I was wondering if anyone has a list of data compression algorithms. I know basically nothing about data compression and I was hoping to learn more about different algorithms and see which ones are the newest and have yet to be developed on a lot of ASICs.
I'm hoping to implement a data compression ASIC which is independent of the type of data coming in (audio,video,images,etc.)
If my question is too open ended, please let me know and I'll revise. Thank you
There are a ton of compression algorithms out there. What you need here is a lossless compression algorithm. A lossless compression algorithm compresses data such that it can be decompressed to achieve exactly what was given before compression. The opposite would be a lossy compression algorithm. Lossy compression can remove data from a file. PNG images use lossless compression while JPEG images can and often do use lossy compression.
Some of the most widely known compression algorithms include:
RLE
Huffman
LZ77
ZIP archives use a combination of Huffman coding and LZ77 to give fast compression and decompression times and reasonably good compression ratios.
LZ77 is pretty much a generalized form of RLE and it will often yield much better results.
Huffman allows the most repeating bytes to represent the least number of bits.
Imagine a text file that looked like this:
aaaaaaaabbbbbcccdd
A typical implementation of Huffman would result in the following map:
Bits Character
0 a
10 b
110 c
1110 d
So the file would be compressed to this:
00000000 10101010 10110110 11011101 11000000
^^^^^
Padding bits required
18 bytes go down to 5. Of course, the table must be included in the file. This algorithm works better with more data :P
Alex Allain has a nice article on the Huffman Compression Algorithm in case the Wiki doesn't suffice.
Feel free to ask for more information. This topic is pretty darn wide.
My paper A Survey Of Architectural Approaches for Data Compression in Cache and Main Memory Systems (permalink here) reviews many compression algorithms and also techniques for using them in modern processors.

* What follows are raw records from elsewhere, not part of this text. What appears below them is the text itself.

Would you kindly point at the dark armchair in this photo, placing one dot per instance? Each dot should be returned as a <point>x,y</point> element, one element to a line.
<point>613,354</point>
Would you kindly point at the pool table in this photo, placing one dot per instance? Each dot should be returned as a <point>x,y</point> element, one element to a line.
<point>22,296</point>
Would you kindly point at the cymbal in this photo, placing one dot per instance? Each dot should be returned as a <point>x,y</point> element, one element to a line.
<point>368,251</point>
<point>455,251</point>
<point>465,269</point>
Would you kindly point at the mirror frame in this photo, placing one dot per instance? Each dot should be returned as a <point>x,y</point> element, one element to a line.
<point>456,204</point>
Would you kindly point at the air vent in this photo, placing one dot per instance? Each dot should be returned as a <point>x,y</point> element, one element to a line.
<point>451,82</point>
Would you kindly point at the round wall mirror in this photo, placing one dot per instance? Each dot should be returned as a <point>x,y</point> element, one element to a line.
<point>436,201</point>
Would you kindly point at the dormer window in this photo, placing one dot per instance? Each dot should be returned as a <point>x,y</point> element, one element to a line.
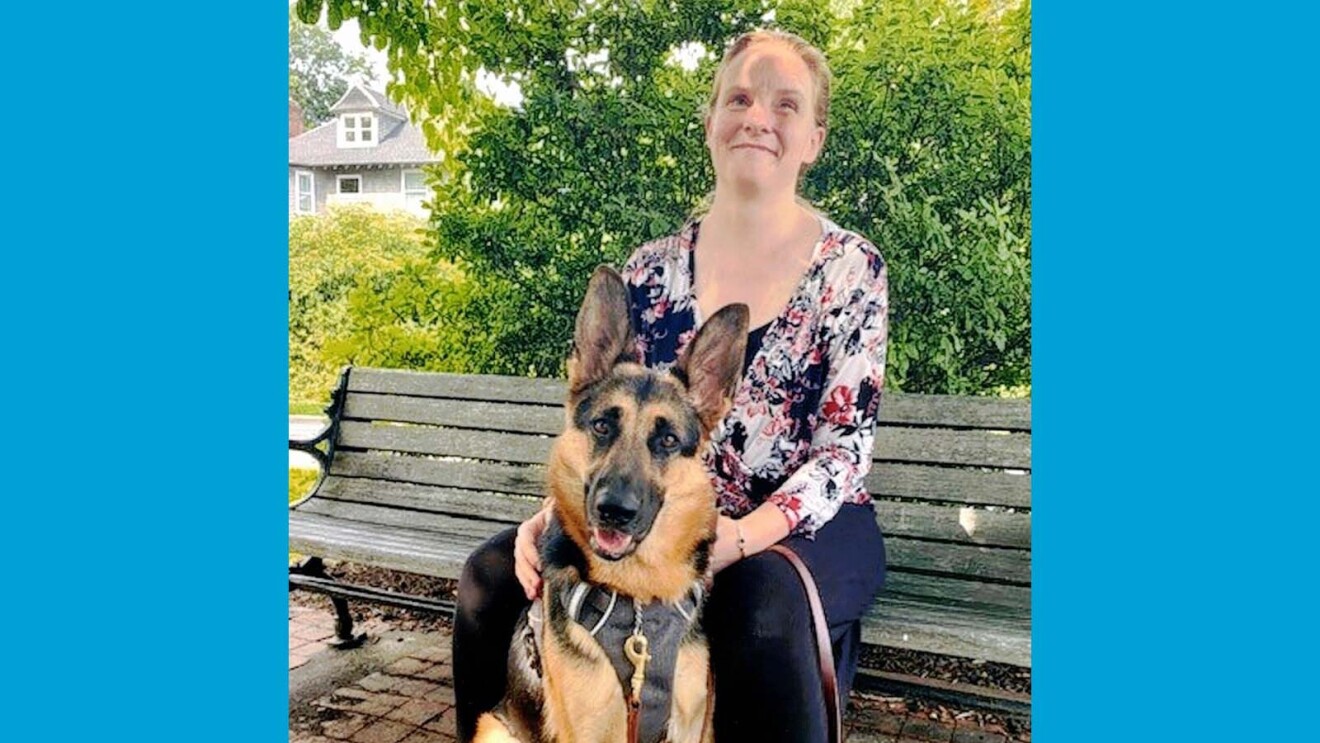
<point>357,129</point>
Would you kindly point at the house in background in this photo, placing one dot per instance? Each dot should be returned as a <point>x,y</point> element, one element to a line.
<point>368,153</point>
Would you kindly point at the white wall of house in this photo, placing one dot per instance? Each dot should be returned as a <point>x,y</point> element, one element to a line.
<point>382,188</point>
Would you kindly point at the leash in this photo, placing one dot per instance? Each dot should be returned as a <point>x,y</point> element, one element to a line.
<point>825,655</point>
<point>635,648</point>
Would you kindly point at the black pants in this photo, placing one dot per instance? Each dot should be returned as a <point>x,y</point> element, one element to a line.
<point>758,622</point>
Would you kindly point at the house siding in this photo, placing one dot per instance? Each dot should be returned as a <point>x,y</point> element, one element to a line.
<point>380,188</point>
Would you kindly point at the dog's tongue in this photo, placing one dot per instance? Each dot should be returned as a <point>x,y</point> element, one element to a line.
<point>611,541</point>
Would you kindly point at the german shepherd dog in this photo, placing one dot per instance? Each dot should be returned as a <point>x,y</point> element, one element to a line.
<point>613,651</point>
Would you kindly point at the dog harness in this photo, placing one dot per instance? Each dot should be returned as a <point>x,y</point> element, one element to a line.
<point>642,643</point>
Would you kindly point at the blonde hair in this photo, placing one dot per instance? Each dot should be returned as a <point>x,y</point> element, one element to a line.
<point>821,78</point>
<point>812,57</point>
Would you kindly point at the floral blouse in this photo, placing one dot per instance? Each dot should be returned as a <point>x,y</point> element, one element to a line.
<point>803,421</point>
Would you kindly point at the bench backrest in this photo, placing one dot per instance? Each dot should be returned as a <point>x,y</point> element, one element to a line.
<point>951,475</point>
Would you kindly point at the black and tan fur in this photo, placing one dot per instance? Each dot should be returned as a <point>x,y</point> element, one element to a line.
<point>626,463</point>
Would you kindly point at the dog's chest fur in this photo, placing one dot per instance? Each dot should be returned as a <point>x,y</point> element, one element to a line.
<point>610,619</point>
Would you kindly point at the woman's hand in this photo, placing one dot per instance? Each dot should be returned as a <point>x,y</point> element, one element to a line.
<point>725,550</point>
<point>527,554</point>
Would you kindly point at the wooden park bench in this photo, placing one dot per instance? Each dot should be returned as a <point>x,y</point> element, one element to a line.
<point>419,469</point>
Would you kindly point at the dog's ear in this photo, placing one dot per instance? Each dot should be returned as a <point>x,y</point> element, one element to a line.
<point>603,333</point>
<point>712,363</point>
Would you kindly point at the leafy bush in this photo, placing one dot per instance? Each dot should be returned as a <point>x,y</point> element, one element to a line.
<point>928,155</point>
<point>329,256</point>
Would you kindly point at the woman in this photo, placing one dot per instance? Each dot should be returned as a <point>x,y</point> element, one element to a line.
<point>790,458</point>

It reviews both research-grade and commercial-grade compression algorithms/techniques, so you may find one which has not yet been implemented in ASIC.
Here are some lossless algorithms (can perfectly recover the original data using these):
Huffman code
LZ78 (and LZW variation)
LZ77
Arithmetic coding
Sequitur
prediction with partial match (ppm)
Many of the well known formats like png or gif use variants or combinations of these.

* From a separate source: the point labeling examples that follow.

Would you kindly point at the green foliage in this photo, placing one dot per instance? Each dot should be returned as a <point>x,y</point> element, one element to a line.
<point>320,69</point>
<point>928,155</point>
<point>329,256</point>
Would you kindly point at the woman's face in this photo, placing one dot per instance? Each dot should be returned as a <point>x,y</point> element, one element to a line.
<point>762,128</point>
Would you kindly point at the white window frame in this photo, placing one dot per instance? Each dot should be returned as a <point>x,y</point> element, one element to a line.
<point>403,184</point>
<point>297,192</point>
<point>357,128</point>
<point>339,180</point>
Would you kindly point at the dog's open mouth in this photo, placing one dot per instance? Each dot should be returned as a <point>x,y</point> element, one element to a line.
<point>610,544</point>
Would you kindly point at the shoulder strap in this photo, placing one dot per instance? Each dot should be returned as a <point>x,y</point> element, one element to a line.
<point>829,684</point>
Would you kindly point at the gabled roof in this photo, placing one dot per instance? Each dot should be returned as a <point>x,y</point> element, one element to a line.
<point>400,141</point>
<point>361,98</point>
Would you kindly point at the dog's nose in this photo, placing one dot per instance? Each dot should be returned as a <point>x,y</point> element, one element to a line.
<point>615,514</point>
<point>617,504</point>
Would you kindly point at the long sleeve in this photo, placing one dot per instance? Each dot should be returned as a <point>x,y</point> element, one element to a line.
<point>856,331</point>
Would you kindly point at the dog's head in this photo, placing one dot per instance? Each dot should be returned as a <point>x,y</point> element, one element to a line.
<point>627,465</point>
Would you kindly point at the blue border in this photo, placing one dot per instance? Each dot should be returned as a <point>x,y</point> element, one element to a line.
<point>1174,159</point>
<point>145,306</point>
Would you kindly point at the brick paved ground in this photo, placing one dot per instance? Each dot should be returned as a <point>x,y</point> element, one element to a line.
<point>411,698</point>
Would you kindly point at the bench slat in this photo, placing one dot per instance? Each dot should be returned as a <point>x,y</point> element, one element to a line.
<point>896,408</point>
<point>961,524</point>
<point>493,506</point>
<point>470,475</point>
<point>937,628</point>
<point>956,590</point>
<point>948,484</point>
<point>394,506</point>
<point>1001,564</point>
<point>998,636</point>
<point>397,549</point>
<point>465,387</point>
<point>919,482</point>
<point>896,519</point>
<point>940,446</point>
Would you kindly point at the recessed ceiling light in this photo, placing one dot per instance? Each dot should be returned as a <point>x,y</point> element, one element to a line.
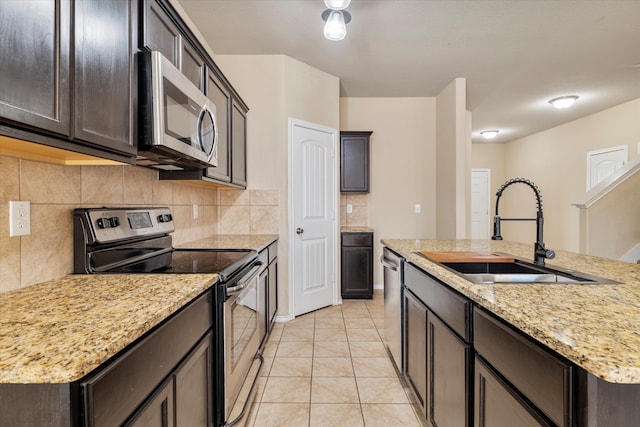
<point>563,101</point>
<point>489,134</point>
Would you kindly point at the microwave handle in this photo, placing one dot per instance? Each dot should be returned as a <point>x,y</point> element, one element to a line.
<point>242,283</point>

On the other hand there are lossy algorithms too (compromise accuracy to compress your data, but often works pretty well). State of the art lossy techniques combine ideas from differential coding, quantization, and DCT, among others.
To learn more about data compression, I recommend https://www.elsevier.com/books/introduction-to-data-compression/sayood/978-0-12-809474-7. It is a very accessible introduction text. The 3rd edition out there in pdf online.
There are an awful lot of data compression algorithms around. If you're looking for something encyclopedic, I recommend the Handbook of Data Compression by Salomon et al, which is about as comprehensive as you're likely to get (and has good sections on the principles and practice of data compression, as well).
My best guess is that ASIC-based compression is usually implemented for a particular application, or as a specialized element of a SoC, rather than as a stand-alone compression chip. I also doubt that looking for a "latest and greatest" compression format is the way to go here -- I would expect standardization, maturity, and fitness for a particular purpose to be more important.
LZW or Lempel Ziv algorithm is a great lossless one. Pseudocode here: http://oldwww.rasip.fer.hr/research/compress/algorithms/fund/lz/lzw.html
Related
I want to compress .txt files that contains dates in yyyy-mm-dd hh:mm:ss format and english words that sometimes tend to be repeated in different lines.
I read some articles about compression algorithm and find out that in my case dictionary based encoding is better than entropy based encoding. Since I want to implement algorithm myself I need something that isn't very complicated. So I paid attention to LZW and LZ77, but can't choose between them, because conclusions of articles I found are contradictory. According to some articles LZW has better compression ratio and according to others leader is LZ77. So the question is which one is most likely will be better in my case? Is there more easy-to-implement algorithms that can be good for my purpose?
LZW is obsolete. Modern, and even pretty old, LZ77 compressors outperform LZW.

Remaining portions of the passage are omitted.